Unification of rates is difficult to achieve but is inevitable for the country’s future.
However, speculators would always speculate to create temporary arbitrage for their self-gain. Just like in the case of fuel subsidy removal, there will soon be no “queue” to access Fx in the station (banks), as the market will allocate Fx more correctly than the monetary authority’s visible hands.

The floating of Fx will lead to the price of forex reflecting all the available relevant market information, which eventually closes rooms for arbitrage. Whether we like it or not, the country Must face the reality. And the monetary authority needs to be bold enough to stop any excesses that hinder the free flow of FX to the critical sector of the economy.

On the other hand, the floating Fx regime gives a market-based incentive that
encourages remittance from Nigerians on the “Japa” mission. Being professionals, they are a good segment of foreign exchange to Nigeria. As professionals, they left Nigeria for better economies that befit and promote their talents. This group of Nigerians in the diaspora are still looking forward to a better Nigeria to bring in funds to support their family and start a new business. Records showed Nigeria received 20.94 billion USD in 2022 alone as foreign remittances.

The magnitude of oil theft is estimated at 65.7 million barrels, translating to a 2.3 trillion naira loss of oil revenue within 12 months.

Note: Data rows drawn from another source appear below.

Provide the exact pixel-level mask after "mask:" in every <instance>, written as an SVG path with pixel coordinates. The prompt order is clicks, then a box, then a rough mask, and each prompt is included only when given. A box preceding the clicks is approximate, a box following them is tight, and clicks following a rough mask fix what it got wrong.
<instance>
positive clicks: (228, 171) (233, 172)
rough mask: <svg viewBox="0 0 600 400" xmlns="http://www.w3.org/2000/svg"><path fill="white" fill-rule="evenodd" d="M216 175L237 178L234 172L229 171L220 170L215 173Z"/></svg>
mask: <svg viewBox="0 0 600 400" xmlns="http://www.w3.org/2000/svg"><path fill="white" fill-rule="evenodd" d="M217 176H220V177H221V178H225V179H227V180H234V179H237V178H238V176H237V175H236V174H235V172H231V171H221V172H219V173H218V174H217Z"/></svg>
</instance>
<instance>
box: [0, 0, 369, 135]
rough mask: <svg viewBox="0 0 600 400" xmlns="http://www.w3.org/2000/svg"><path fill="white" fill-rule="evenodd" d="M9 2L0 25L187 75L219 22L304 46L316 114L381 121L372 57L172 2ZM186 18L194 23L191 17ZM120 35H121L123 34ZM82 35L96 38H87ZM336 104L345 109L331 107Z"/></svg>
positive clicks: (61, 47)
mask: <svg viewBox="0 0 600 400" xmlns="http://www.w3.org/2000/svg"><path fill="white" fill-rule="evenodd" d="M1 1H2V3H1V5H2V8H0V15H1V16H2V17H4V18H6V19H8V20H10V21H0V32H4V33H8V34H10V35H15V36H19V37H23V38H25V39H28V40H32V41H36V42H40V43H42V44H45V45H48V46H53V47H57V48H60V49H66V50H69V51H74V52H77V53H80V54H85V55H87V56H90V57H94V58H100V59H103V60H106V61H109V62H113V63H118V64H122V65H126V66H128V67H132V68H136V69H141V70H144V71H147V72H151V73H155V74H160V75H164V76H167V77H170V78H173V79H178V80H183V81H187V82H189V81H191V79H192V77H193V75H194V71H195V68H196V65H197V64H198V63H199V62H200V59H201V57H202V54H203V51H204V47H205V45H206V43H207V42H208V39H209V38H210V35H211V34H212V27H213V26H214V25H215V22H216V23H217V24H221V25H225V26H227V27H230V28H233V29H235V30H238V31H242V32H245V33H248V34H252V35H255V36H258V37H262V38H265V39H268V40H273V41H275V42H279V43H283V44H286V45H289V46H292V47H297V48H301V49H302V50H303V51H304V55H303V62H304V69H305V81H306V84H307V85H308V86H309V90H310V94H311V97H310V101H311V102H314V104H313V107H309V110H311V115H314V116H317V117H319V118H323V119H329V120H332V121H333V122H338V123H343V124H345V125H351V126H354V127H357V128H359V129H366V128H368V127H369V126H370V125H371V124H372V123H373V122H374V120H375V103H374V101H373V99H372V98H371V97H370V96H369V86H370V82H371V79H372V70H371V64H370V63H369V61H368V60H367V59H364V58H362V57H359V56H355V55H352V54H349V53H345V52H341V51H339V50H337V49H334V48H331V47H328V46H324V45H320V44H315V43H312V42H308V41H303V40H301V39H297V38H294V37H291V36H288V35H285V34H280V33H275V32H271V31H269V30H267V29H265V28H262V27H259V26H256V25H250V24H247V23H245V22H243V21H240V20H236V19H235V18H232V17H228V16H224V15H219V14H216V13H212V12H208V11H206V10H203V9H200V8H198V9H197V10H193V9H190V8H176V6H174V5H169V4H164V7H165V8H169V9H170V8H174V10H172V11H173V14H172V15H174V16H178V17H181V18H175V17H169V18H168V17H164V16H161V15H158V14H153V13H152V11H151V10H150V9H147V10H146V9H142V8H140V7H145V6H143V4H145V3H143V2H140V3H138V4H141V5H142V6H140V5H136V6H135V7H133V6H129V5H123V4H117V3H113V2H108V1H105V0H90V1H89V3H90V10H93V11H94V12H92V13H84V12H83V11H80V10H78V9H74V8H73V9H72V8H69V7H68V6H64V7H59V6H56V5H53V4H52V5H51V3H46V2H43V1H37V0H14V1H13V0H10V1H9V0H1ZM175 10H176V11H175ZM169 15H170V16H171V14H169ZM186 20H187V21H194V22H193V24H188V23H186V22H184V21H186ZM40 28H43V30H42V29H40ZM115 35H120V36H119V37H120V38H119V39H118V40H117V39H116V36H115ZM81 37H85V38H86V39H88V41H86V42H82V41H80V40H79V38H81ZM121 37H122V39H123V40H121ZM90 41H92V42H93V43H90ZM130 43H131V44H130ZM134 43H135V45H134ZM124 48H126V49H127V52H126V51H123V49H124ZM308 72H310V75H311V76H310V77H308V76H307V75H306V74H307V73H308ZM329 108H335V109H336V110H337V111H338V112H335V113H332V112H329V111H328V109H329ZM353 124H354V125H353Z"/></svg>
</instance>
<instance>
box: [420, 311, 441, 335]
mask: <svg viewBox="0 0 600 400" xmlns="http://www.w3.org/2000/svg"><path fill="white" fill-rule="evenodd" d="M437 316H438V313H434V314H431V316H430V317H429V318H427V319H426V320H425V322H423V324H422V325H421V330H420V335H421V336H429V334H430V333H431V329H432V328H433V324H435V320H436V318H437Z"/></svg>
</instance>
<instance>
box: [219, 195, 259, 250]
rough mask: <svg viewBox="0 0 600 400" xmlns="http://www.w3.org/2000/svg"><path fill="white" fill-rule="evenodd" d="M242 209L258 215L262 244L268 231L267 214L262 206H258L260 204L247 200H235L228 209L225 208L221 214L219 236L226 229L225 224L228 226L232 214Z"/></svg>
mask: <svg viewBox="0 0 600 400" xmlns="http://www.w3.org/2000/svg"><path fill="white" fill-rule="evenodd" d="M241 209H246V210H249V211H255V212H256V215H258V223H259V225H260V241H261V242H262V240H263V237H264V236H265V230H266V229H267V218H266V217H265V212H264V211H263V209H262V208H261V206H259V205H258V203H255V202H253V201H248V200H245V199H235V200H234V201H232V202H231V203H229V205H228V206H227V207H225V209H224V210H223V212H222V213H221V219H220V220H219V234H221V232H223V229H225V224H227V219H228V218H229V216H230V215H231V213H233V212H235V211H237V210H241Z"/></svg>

Also, about 460 illegal connections were said to have been removed from the major pipeline capable of transporting 180,000 barrels of crude oil per day to the Bonny export terminal.

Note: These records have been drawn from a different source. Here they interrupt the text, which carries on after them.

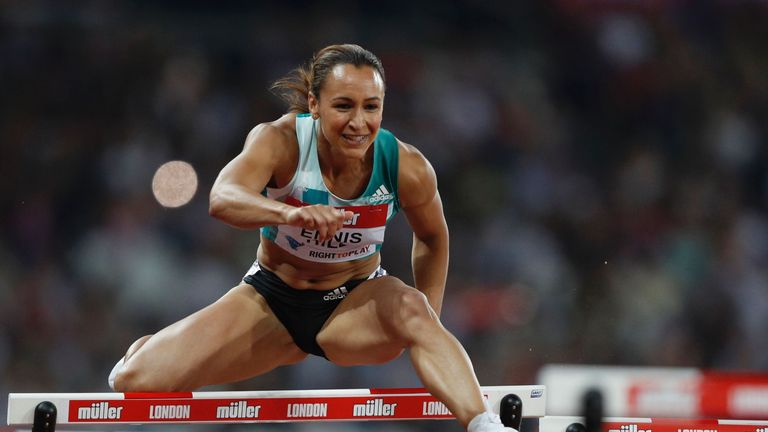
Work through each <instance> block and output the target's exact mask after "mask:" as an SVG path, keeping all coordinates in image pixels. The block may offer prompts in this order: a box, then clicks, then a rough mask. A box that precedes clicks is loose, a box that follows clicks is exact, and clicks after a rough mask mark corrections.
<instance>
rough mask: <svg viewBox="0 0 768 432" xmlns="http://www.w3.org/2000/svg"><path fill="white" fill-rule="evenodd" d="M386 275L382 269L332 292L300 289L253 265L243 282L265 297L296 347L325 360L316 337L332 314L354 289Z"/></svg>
mask: <svg viewBox="0 0 768 432" xmlns="http://www.w3.org/2000/svg"><path fill="white" fill-rule="evenodd" d="M386 274H387V272H386V270H384V269H383V268H381V267H379V268H377V269H376V271H375V272H373V273H372V274H371V275H370V276H369V277H368V278H367V279H354V280H350V281H347V282H346V283H345V284H344V285H343V286H340V287H338V288H334V289H332V290H327V291H318V290H307V289H304V290H298V289H295V288H292V287H290V286H289V285H288V284H286V283H285V282H283V281H282V280H281V279H280V278H279V277H278V276H277V275H276V274H274V273H272V272H271V271H269V270H265V269H264V268H261V267H259V265H258V264H256V263H254V265H253V267H251V269H250V270H249V271H248V273H247V274H246V275H245V277H244V278H243V282H245V283H247V284H250V285H253V287H254V288H256V291H257V292H258V293H259V294H261V295H262V296H263V297H264V299H265V300H266V301H267V304H268V305H269V308H270V309H272V312H273V313H274V314H275V316H276V317H277V319H278V320H280V322H281V323H282V324H283V325H284V326H285V328H286V329H287V330H288V333H290V335H291V337H293V341H294V343H296V346H298V347H299V348H301V350H302V351H304V352H306V353H308V354H314V355H316V356H321V357H325V352H323V349H322V348H320V345H318V344H317V341H316V340H315V338H316V337H317V334H318V333H320V329H322V328H323V325H325V322H326V321H327V320H328V318H329V317H330V316H331V314H332V313H333V311H334V310H336V307H337V306H338V305H339V303H341V301H342V300H343V299H344V297H346V295H347V294H349V293H350V292H352V290H353V289H355V287H357V286H358V285H360V284H361V283H363V282H365V281H366V280H369V279H375V278H377V277H381V276H385V275H386Z"/></svg>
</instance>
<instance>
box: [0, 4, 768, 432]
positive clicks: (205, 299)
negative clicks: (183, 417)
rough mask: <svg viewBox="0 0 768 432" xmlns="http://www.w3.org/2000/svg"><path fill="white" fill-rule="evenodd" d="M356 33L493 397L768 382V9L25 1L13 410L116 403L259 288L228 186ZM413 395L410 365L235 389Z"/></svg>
mask: <svg viewBox="0 0 768 432" xmlns="http://www.w3.org/2000/svg"><path fill="white" fill-rule="evenodd" d="M344 42H353V43H358V44H360V45H363V46H364V47H366V48H368V49H370V50H371V51H373V52H374V53H376V54H377V55H378V56H379V57H380V58H381V59H382V61H383V63H384V66H385V69H386V73H387V87H388V90H387V99H386V105H385V115H384V124H383V126H384V127H386V128H388V129H390V130H392V131H393V132H394V133H395V134H396V135H397V136H398V137H399V138H400V139H402V140H403V141H406V142H408V143H411V144H413V145H415V146H416V147H418V148H419V149H420V150H421V151H422V152H423V153H424V154H425V155H426V156H427V157H428V158H429V159H430V160H431V162H432V163H433V165H434V167H435V169H436V171H437V174H438V179H439V183H440V191H441V195H442V197H443V202H444V206H445V212H446V216H447V219H448V223H449V226H450V229H451V241H452V243H451V269H450V274H449V280H448V285H447V293H446V300H445V307H444V312H443V322H444V323H445V325H446V326H447V327H448V328H449V329H450V330H451V331H452V332H454V333H455V334H456V335H457V337H458V338H459V339H460V340H461V341H462V343H463V344H464V345H465V347H466V348H467V350H468V352H469V354H470V356H471V357H472V359H473V361H474V365H475V368H476V369H477V373H478V376H479V379H480V381H481V383H482V384H484V385H500V384H532V383H535V382H536V373H537V371H538V370H539V368H540V367H541V366H542V365H544V364H548V363H588V364H615V365H640V366H646V365H647V366H692V367H701V368H713V369H722V370H742V371H743V370H746V371H765V370H766V369H768V337H766V330H768V214H767V212H766V211H767V210H768V208H767V207H768V206H767V204H768V157H767V156H768V155H767V153H768V150H767V149H768V146H767V145H766V142H767V140H768V54H766V53H768V50H766V43H768V3H766V2H765V1H756V0H755V1H737V0H732V1H727V0H720V1H683V0H679V1H674V0H669V1H661V0H657V1H642V2H641V1H630V0H613V1H608V0H605V1H599V0H550V1H519V2H518V1H490V0H489V1H483V0H475V1H470V0H465V1H454V2H450V1H449V2H444V1H424V2H403V1H387V2H352V1H346V2H342V1H323V2H311V1H283V2H274V3H272V4H269V3H267V2H263V3H262V2H245V1H243V2H200V1H167V2H131V1H121V0H110V1H90V2H87V1H86V2H60V1H52V0H51V1H40V0H34V1H17V2H15V1H6V2H2V3H0V146H1V147H0V149H1V152H0V178H2V181H0V197H2V200H1V201H0V394H2V395H3V398H2V405H0V417H4V415H2V414H4V412H5V408H6V407H5V398H6V395H7V393H8V392H80V391H105V390H107V386H106V377H107V374H108V372H109V370H110V369H111V367H112V365H113V364H114V362H115V361H116V360H117V359H118V358H120V356H122V354H123V352H124V350H125V349H126V347H127V346H128V345H129V344H130V343H131V342H132V341H133V340H135V339H136V338H138V337H140V336H142V335H144V334H147V333H152V332H154V331H156V330H158V329H159V328H161V327H163V326H165V325H167V324H170V323H171V322H173V321H175V320H177V319H179V318H181V317H183V316H185V315H187V314H189V313H191V312H193V311H195V310H197V309H199V308H200V307H202V306H204V305H207V304H208V303H210V302H212V301H213V300H214V299H216V298H218V297H219V296H220V295H221V294H222V293H224V292H225V290H227V289H228V288H230V287H231V286H233V285H234V284H236V283H237V281H238V280H239V278H240V277H241V276H242V275H243V273H244V272H245V271H246V270H247V268H248V267H249V266H250V264H251V262H252V261H253V259H254V258H255V252H256V248H257V246H258V235H257V233H255V232H245V231H238V230H235V229H233V228H230V227H227V226H225V225H224V224H222V223H220V222H218V221H215V220H213V219H212V218H210V217H209V216H208V213H207V205H208V202H207V195H208V191H209V190H210V186H211V184H212V182H213V180H214V178H215V176H216V174H217V173H218V171H219V170H220V169H221V168H222V167H223V166H224V164H226V162H227V161H229V160H230V159H231V158H233V157H234V156H235V155H236V154H237V153H238V152H239V151H240V149H241V147H242V143H243V140H244V138H245V136H246V134H247V133H248V131H249V130H250V128H252V127H253V126H254V125H256V124H258V123H260V122H263V121H270V120H273V119H275V118H277V117H278V116H279V115H280V114H281V113H282V112H284V110H285V107H284V106H283V104H282V103H281V102H280V101H279V100H278V98H276V97H275V96H274V95H272V94H271V93H270V92H269V91H268V88H269V86H270V84H271V83H272V81H274V80H275V79H277V78H279V77H281V76H282V75H284V74H285V73H287V72H288V71H289V70H290V69H292V68H294V67H296V66H298V65H299V64H301V63H303V62H305V61H306V60H307V59H309V58H310V57H311V55H312V53H313V52H314V51H316V50H318V49H320V48H322V47H323V46H325V45H328V44H331V43H344ZM172 159H182V160H185V161H188V162H189V163H191V164H192V165H193V166H194V167H195V169H196V170H197V173H198V176H199V180H200V188H199V189H198V192H197V194H196V195H195V197H194V199H193V200H192V202H191V203H190V204H188V205H186V206H184V207H181V208H177V209H167V208H164V207H162V206H160V205H159V204H158V203H157V202H156V201H155V200H154V198H153V195H152V192H151V181H152V175H153V173H154V171H155V170H156V169H157V167H159V166H160V164H162V163H163V162H165V161H168V160H172ZM410 241H411V237H410V234H409V232H408V227H407V223H406V222H405V220H404V218H403V217H402V216H401V217H399V218H398V220H397V222H396V223H395V224H394V226H393V227H391V228H390V229H389V230H388V233H387V242H386V244H385V247H384V250H383V264H384V266H385V267H386V268H387V269H388V270H389V271H390V272H391V273H393V274H395V275H398V276H400V277H402V278H403V279H405V280H407V281H410V260H409V258H408V257H409V256H410ZM417 385H418V381H417V380H416V378H415V375H414V374H413V372H412V371H411V367H410V363H409V362H408V360H407V356H406V357H403V358H401V359H399V360H397V361H395V362H393V363H391V364H388V365H385V366H377V367H366V368H350V369H344V368H338V367H335V366H331V365H329V364H327V363H325V362H323V361H320V360H318V359H311V360H309V361H307V362H305V363H304V364H302V365H298V366H294V367H290V368H281V369H279V370H277V371H274V372H272V373H270V374H268V375H265V376H263V377H260V378H257V379H254V380H251V381H248V382H244V383H240V384H236V385H230V386H222V387H221V388H224V389H238V390H242V389H283V388H298V389H308V388H343V387H362V388H367V387H376V386H378V387H402V386H417ZM293 427H294V428H300V429H306V430H326V429H327V430H334V431H336V430H349V431H354V430H362V428H364V427H365V428H370V427H373V426H371V425H356V424H345V425H338V424H337V425H330V426H323V425H306V426H301V427H299V426H296V425H294V426H293ZM440 427H441V428H448V430H458V429H456V428H457V426H455V425H453V424H446V423H440ZM274 428H280V427H279V426H274ZM428 428H429V427H428V426H425V425H418V424H415V423H414V424H405V423H403V424H392V425H386V426H382V427H381V428H378V429H377V430H393V431H402V430H422V429H424V430H426V429H428ZM451 428H453V429H451ZM283 429H291V427H290V426H285V427H283ZM166 430H167V429H166ZM366 430H368V429H366Z"/></svg>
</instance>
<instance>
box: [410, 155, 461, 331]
mask: <svg viewBox="0 0 768 432" xmlns="http://www.w3.org/2000/svg"><path fill="white" fill-rule="evenodd" d="M397 189H398V195H399V198H400V207H401V208H402V209H403V212H404V213H405V216H406V217H407V219H408V223H409V224H410V226H411V229H412V230H413V250H412V251H411V266H412V268H413V278H414V283H415V285H416V289H418V290H419V291H421V292H423V293H424V294H425V295H426V296H427V299H428V300H429V304H430V305H431V306H432V309H434V311H435V313H437V315H438V316H440V310H441V308H442V305H443V292H444V291H445V280H446V277H447V274H448V225H447V224H446V222H445V216H444V215H443V203H442V201H441V200H440V193H439V192H438V190H437V176H436V175H435V170H434V169H433V168H432V165H430V163H429V161H427V159H426V158H425V157H424V155H422V154H421V152H419V151H418V150H417V149H416V148H415V147H413V146H411V145H409V144H405V143H402V142H401V143H400V169H399V174H398V187H397Z"/></svg>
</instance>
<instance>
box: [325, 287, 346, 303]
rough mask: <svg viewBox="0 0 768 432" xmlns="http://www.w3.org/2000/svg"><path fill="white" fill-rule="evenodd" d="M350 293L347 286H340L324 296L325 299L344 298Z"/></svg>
mask: <svg viewBox="0 0 768 432" xmlns="http://www.w3.org/2000/svg"><path fill="white" fill-rule="evenodd" d="M347 294H349V291H347V287H340V288H336V289H335V290H333V291H331V292H330V293H328V294H326V295H324V296H323V300H326V301H328V300H339V299H343V298H344V297H346V296H347Z"/></svg>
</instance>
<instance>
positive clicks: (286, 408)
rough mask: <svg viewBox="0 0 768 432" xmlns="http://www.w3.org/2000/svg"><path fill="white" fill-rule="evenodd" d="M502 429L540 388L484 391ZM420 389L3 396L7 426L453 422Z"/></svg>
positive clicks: (539, 393) (517, 386) (238, 391)
mask: <svg viewBox="0 0 768 432" xmlns="http://www.w3.org/2000/svg"><path fill="white" fill-rule="evenodd" d="M481 390H482V392H483V395H484V397H485V398H486V400H487V403H488V405H489V407H490V408H491V410H492V411H494V412H496V413H498V414H499V415H500V416H501V417H502V421H503V422H504V423H505V425H507V426H510V427H513V428H515V429H518V430H519V429H520V424H521V422H522V419H523V417H536V418H538V417H542V416H544V414H545V407H546V392H545V388H544V386H538V385H530V386H484V387H481ZM453 418H455V417H454V416H453V414H452V413H451V412H450V411H448V409H447V408H446V407H445V405H443V404H442V402H440V401H438V400H437V399H436V398H435V397H434V396H432V395H431V394H429V393H428V392H427V391H426V390H425V389H423V388H411V389H344V390H282V391H256V392H243V391H238V392H183V393H11V394H10V395H9V397H8V425H9V426H14V427H18V426H32V428H33V429H32V430H33V432H51V431H53V430H55V427H56V426H57V425H67V426H68V425H121V424H122V425H126V424H129V425H141V424H161V423H162V424H226V423H285V422H309V421H376V420H442V419H453Z"/></svg>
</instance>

Conversely, the swift changes in oil demand and the new oil political dimension in wartime made oil economies unstable. The struggle of Iran, Saudi, UAE, and other oil-producing nations to diversify and align with BRICS shows the need for Nigeria to reassess its situation. Diversification is the best way for the country to survive these self-inflicted pains. And that is enough to tell us that the country should diversify away from oil as soon as possible.

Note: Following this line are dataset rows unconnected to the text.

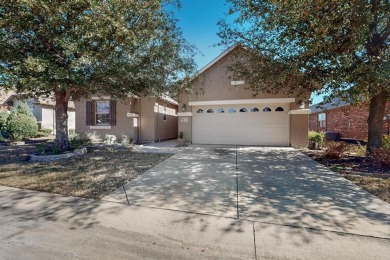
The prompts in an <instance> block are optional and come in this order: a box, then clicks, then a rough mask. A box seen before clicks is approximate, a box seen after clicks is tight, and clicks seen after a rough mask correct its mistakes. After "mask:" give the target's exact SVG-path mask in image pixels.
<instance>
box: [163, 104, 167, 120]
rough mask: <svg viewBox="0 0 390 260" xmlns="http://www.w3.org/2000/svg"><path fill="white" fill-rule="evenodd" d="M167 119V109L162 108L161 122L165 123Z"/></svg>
mask: <svg viewBox="0 0 390 260" xmlns="http://www.w3.org/2000/svg"><path fill="white" fill-rule="evenodd" d="M167 118H168V113H167V108H166V107H164V111H163V120H164V121H167Z"/></svg>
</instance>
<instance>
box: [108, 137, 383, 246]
mask: <svg viewBox="0 0 390 260" xmlns="http://www.w3.org/2000/svg"><path fill="white" fill-rule="evenodd" d="M103 200H106V201H112V202H118V203H124V204H131V205H137V206H145V207H150V208H161V209H170V210H177V211H183V212H188V213H200V214H207V215H213V216H221V217H229V218H239V219H245V220H250V221H255V222H261V223H269V224H277V225H282V226H290V227H302V228H310V229H313V230H321V231H324V230H326V231H334V232H341V233H345V234H356V235H364V236H373V237H381V238H387V239H390V205H389V204H388V203H386V202H384V201H382V200H380V199H378V198H377V197H375V196H373V195H372V194H370V193H368V192H366V191H365V190H363V189H361V188H360V187H358V186H356V185H354V184H353V183H351V182H350V181H348V180H346V179H345V178H343V177H341V176H340V175H339V174H337V173H335V172H332V171H331V170H329V169H328V168H326V167H324V166H323V165H321V164H319V163H317V162H315V161H313V160H311V159H310V158H308V157H306V156H305V155H303V154H301V153H300V152H299V151H297V150H295V149H293V148H270V147H249V146H246V147H240V146H221V145H218V146H217V145H203V146H202V145H197V146H195V145H194V146H190V147H187V148H185V149H184V150H182V151H180V152H178V153H176V154H175V155H173V156H171V157H170V158H169V159H167V160H166V161H164V162H162V163H160V164H158V165H156V166H155V167H154V168H152V169H150V170H149V171H147V172H145V173H143V174H142V175H139V176H138V177H137V178H136V179H134V180H132V181H131V182H129V183H127V184H125V185H124V186H123V187H121V188H119V189H117V190H116V191H115V192H113V193H112V194H110V195H108V196H106V197H104V198H103Z"/></svg>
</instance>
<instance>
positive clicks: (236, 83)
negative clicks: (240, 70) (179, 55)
mask: <svg viewBox="0 0 390 260" xmlns="http://www.w3.org/2000/svg"><path fill="white" fill-rule="evenodd" d="M239 48H240V47H239V46H233V47H232V48H230V49H228V50H226V51H225V52H224V53H222V54H221V55H220V56H218V57H217V58H216V59H214V60H213V61H212V62H211V63H209V64H208V65H206V66H205V67H204V68H203V69H201V70H200V71H199V72H198V73H197V74H196V76H195V77H194V79H193V80H192V83H193V85H194V86H195V89H201V90H202V91H200V92H202V93H201V94H182V95H181V96H180V98H179V113H178V119H179V120H178V121H179V123H178V131H179V132H183V134H184V138H185V140H186V141H187V142H192V143H193V144H229V145H264V146H293V147H306V146H307V142H308V128H309V114H310V109H307V108H305V104H308V103H309V102H308V99H309V96H310V93H308V95H307V98H306V99H305V100H304V102H303V103H302V102H301V103H299V102H298V100H297V99H296V98H295V97H294V96H288V95H286V94H284V93H282V92H281V93H280V94H277V95H271V94H264V93H260V94H258V95H256V96H253V93H252V91H251V90H249V89H248V88H247V86H246V85H245V82H243V81H242V80H241V79H234V78H231V75H232V74H231V73H229V71H228V68H227V67H228V65H229V64H231V62H232V60H233V54H234V52H235V51H239Z"/></svg>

While the government is revamping the oil sector to deal with the oil theft where
our total production was forcefully compelled to nosedive, the government
should also look at the option of improving foreign exchange earnings from the export of agricultural produce. This will improve the flow of FX to the sector via foreign direct investment and portfolio investment. To buttress the fact, in the first quarter of 2022 alone, Nigeria exported sesame seeds valued at 49.43 billion naira to China, Japan, Vietnam, and Turkey.

Furthermore, the mining and export of gold, lead, lithium, and baryte in the country had also projected Nigeria as a country with huge untapped mineral deposits, with about 80% of exports (either legal or illegal) finding their way to China. A floating FX regime can potentially reduce FX truncation, which increases the nation’s foreign exchange earnings.

In a nutshell, Nigeria could derive many economic benefits by liberating its economy from the perspective of big-firm capitalism, entrepreneur capitalism, and state-managed capitalism. A neo-capitalist system based on expansive private enterprise, transparent social welfare programs, and prudent government intervention would save the country.

However, excessive government
interventions in the real sector witnessed serious negative economic vices like adverse borrowers selection, erosion of institutional viability, market distortion, moral hazard and policies summersault, which served as disincentives to the real
players in the market.

The country has to chart a new course by removing stumbling stones that fan the ember of corruption at the federal and state levels for the citizens to feel the impact of the “renewed hope” slogan.